Proprio sul tema caldo della composizione della squadra che affiancherà Barbieri, l'altra sera si è tenuto un direttivo del Popolo della Libertà. Pochi minuti per prendere atto della situazione politica e dare incarico ai coordinatori di concludere l'accordo con le altre forze di maggioranza. Questa sera, dunque, la riunione dovrebbe essere estesa anche a Lega Nord, Udc e alle liste civiche che hanno appoggiato la candidatura di Barbieri.
Da un punto di vista ufficiale, al momento l'unica certezza è la volontà, espressa da Gianpiero Rocca, di assumere il ruolo di capogruppo del Pdl in consiglio comunale. Una posizione dalla quale, si dice, potrebbe iniziare a lavorare in vista del prossimo appuntamento elettorale: il rinnovo dell'amministrazione provinciale che andrà a scadenza nella primavera del 2011. Naturalmente la politica non è solo ufficialità, e voci e indiscrezioni sulla possibile composizione dell'esecutivo si stanno rincorrendo da giorni. Il primo scoglio da affrontare era quello del numero. Da nove assessori, secondo una prima interpretazione, si sarebbe dovuto passare a sette. Ora pare che, dopo alcune consultazioni con l'Anci (l'Associazione nazionale dei Comuni italiani), il numero debba essere portato a otto.
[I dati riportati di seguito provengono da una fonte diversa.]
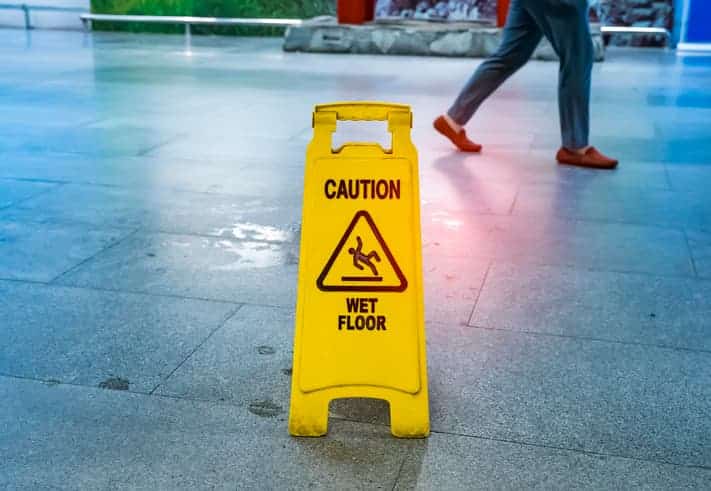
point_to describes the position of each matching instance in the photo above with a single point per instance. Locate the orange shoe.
(591, 158)
(460, 139)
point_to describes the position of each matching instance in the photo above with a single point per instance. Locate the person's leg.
(565, 24)
(519, 39)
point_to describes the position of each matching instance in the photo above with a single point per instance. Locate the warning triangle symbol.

Sarà questo, molto probabilmente, il primo terreno di scontro tra la maggioranza e un'opposizione che non condivide questa lettura della legge e che sottolinea la possibilità 'politica" di limitare il numero di assessori.
Un altro nodo da sciogliere riguarderà la distribuzione delle deleghe considerato che sino a ieri, tanto per fare un esempio, pubblica istruzione e rapporti con l'Università facevano capo a due assessori diversi.
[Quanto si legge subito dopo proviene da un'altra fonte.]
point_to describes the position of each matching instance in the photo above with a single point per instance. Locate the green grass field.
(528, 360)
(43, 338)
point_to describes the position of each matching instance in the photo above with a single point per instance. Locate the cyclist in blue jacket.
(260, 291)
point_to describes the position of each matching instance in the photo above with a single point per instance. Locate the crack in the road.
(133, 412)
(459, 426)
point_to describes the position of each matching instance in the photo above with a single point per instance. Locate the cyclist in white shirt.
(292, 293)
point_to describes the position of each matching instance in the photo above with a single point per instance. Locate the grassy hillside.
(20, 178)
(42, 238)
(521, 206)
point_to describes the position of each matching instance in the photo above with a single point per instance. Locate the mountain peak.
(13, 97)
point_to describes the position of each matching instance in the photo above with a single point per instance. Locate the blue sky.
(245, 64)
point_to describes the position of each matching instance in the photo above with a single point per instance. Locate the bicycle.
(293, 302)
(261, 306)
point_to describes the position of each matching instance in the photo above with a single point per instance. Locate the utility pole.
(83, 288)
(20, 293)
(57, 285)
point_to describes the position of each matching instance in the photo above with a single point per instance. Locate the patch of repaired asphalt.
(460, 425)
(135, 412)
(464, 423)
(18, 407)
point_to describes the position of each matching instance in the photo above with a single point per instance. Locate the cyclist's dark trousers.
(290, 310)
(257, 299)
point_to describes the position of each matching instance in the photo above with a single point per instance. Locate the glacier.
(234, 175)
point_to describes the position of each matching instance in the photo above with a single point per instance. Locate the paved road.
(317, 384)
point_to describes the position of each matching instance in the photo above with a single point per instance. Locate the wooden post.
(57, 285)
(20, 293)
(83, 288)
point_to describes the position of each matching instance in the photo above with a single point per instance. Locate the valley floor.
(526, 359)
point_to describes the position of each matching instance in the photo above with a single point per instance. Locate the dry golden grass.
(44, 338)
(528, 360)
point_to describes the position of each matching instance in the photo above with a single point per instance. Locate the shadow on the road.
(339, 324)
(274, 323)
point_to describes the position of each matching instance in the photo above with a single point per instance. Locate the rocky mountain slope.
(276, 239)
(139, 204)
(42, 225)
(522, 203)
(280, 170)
Il passaggio immediatamente successivo consisterà nel decidere quanti assessori andranno a ciascun partito. Secondo le ultime voci, il Pdl potrebbe reclamarne cinque, lasciandone due alla Lega e uno all'Unione di Centro. Oppure, in alternativa, potrebbe accontentarsi di quattro assessori, aggiungendovi però il presidente del consiglio comunale. Verso questo ruolo sarebbero indirizzate le attenzioni di Giannantonio Pozzoli. Tra i nomi dati in ascesa, ieri figuravano quelli di William Tura, Delio Todeschini, Vincenzo Giugliano e Marina Azzaretti. A quest'ultima potrebbe essere assegnata la delega alla cultura. Ma su questo nome pende sempre l'incognita-Filippi. Il referente politico della lista civica 'Rinnovare Voghera" ha rivendicato un posto in giunta per Maria Rosa Varotto. Un derby al femminile che non si è ancora chiuso definitivamente.
Nell'orbita della giunta, poi, restano sempre i nomi di Daniele Salerno e Giuseppe Carbone. Va tenuta presente una ulteriore considerazione, derivante dal fatto che Giancarlo Abelli riterrebbe alcuni dei 'vogheresi" responsabili del suo mancato exploit di preferenze alle elezioni regionali. La possibile vendetta del Faraone, al momento, è una variabile che ondeggia tra la leggenda metropolitana e la realtà di una pietanza da consumare fredda. Passando alle altre componenti della maggioranza, la Lega rivendica per sè due assessori e i nomi che circolano sono quelli dell'avvocato Giuseppe Fiocchi (per lui si mormora anche di un ruolo da vice sindaco) e del medico Renzo Merli. Il risultato elettorale vogherese, paragonato a Vigevano e alla Lombardia, potrebbe però ridimensionare le pretese del Carroccio. Infine l'Udc. Per Nicola Affronti l'unico dubbio sarebbe tra un assessorato e la presidenza del consiglio comunale, mentre Graziano Percivalle è sempre più vicino al padre Paolo.